Results 1 to 8 of 8

Math Help - Central Limit Theorem.

  1. #1
    Junior Member
    Joined
    Nov 2008
    Posts
    45

    Central Limit Theorem.

    Another one of those review exercises questions!

    A box contains an unknown number of white and black balls. We wish to estimate the proportion p of white balls in the box. To do so, we draw n successive balls with replacement. Let Z_n be the proportion of white balls obtained after n drawings.

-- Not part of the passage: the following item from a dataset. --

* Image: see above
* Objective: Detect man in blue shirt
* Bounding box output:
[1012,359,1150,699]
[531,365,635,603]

    (i) Show that for all \epsilon > 0,
    \mathbb P (|Z_{n} - p| \geq \epsilon) \leq \frac{1}{4n \epsilon^2}
    (ii) Using the result in part (i), find the smallest value of n such that with probability greater than 0.95, the proportion Z_{n} in the sample will estimate p within 0.1.

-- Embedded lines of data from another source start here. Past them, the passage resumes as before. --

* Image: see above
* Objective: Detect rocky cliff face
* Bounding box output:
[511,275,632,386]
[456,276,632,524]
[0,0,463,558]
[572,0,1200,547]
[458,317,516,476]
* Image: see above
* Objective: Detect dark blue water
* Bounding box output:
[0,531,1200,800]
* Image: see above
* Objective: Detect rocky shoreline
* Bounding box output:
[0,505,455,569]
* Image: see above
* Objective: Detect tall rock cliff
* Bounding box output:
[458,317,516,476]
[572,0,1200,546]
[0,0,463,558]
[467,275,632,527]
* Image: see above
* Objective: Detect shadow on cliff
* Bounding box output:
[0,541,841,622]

    (iii) Same question as in (ii) using the central limit theorem.

    Thank you again guys! Been great help, really!
    Follow Math Help Forum on Facebook and Google+

  2. #2
    Moo
    Moo is offline
    A Cute Angle Moo's Avatar
    Joined
    Mar 2008
    From
    P(I'm here)=1/3, P(I'm there)=t+1/3
    Posts
    5,618
    Thanks
    6
    Hello,
    Quote Originally Posted by panda* View Post
    Another one of those review exercises questions!

    A box contains an unknown number of white and black balls. We wish to estimate the proportion p of white balls in the box. To do so, we draw n successive balls with replacement. Let Z_n be the proportion of white balls obtained after n drawings.

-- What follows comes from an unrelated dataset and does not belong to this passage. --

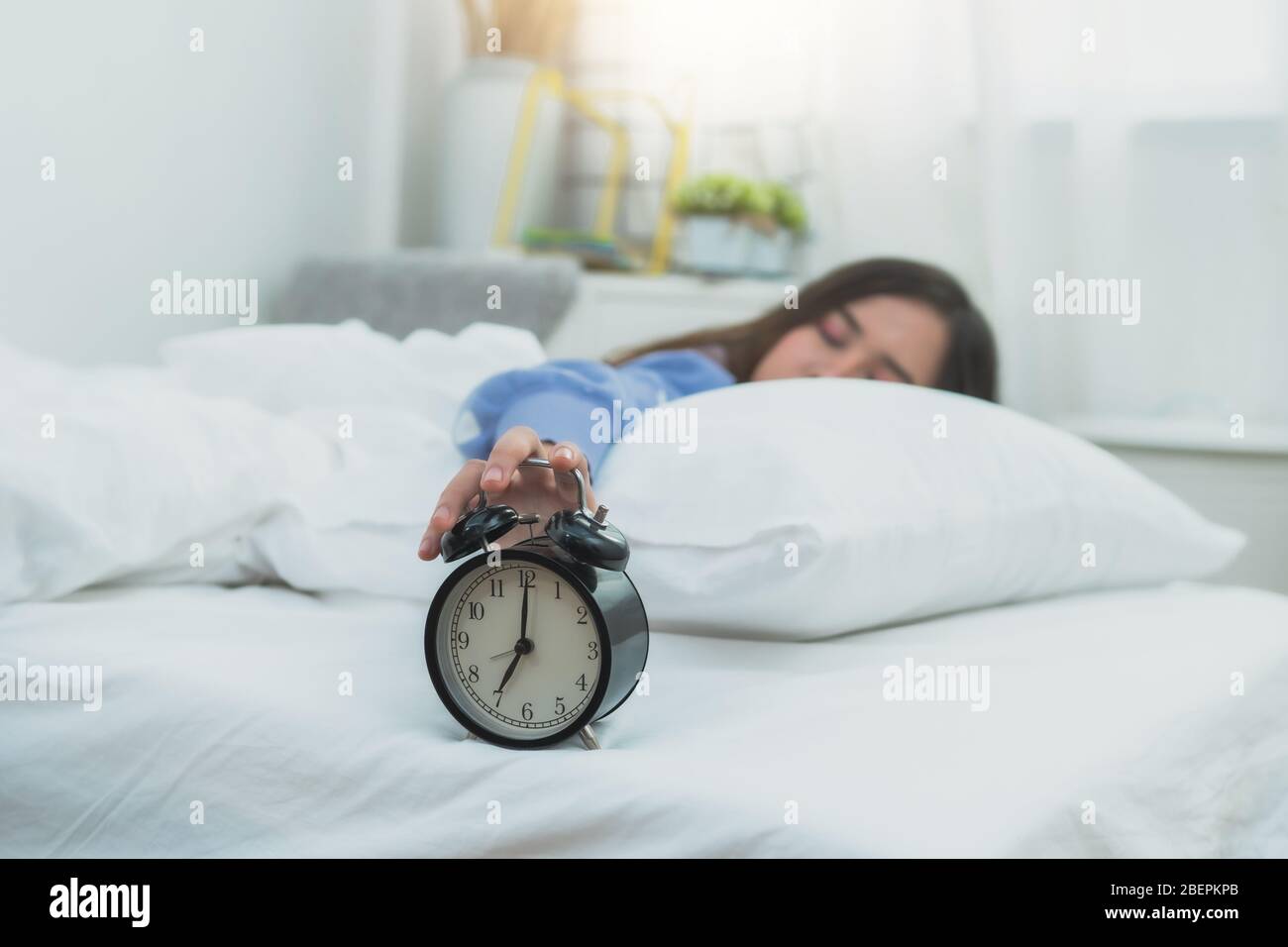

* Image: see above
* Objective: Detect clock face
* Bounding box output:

    (i) Show that for all \epsilon > 0,
    \mathbb P (|Z_{n} - p| \geq \epsilon) \leq \frac{1}{4n \epsilon^2}
    Use Chebyshev's inequality.
    To compute the variance of Z_n, consider the rv X_i, which equals 1 if you get a white ball at the i-th drawing, 0 otherwise.
    You can see that the X_i are independent and that Z_n=\frac 1n \sum_{i=1}^n X_i
    So now it's easy to find the variance.
    If you can't, just ask.

    (ii) Using the result in part (i), find the smallest value of n such that with probability greater than 0.95, the proportion Z_{n} in the sample will estimate p within 0.1.
    Take the complementary of the above inequality. It may help you see where you're going :
    \mathbb{P}(|Z_n-p|<\epsilon)\geq 1-\frac{1}{4n\epsilon^2}

    "will estimate p within 0.1" means that we let \epsilon=0.1
    Then, find the smallest n such that 1-\frac{1}{4n\epsilon^2}\geq 0.95, that is \frac{1}{4n\epsilon^2}\leq 0.05

    (iii) Same question as in (ii) using the central limit theorem.
    What does the central limit theorem says ?
    It should be easy with the way I defined Z_n, isn't it ?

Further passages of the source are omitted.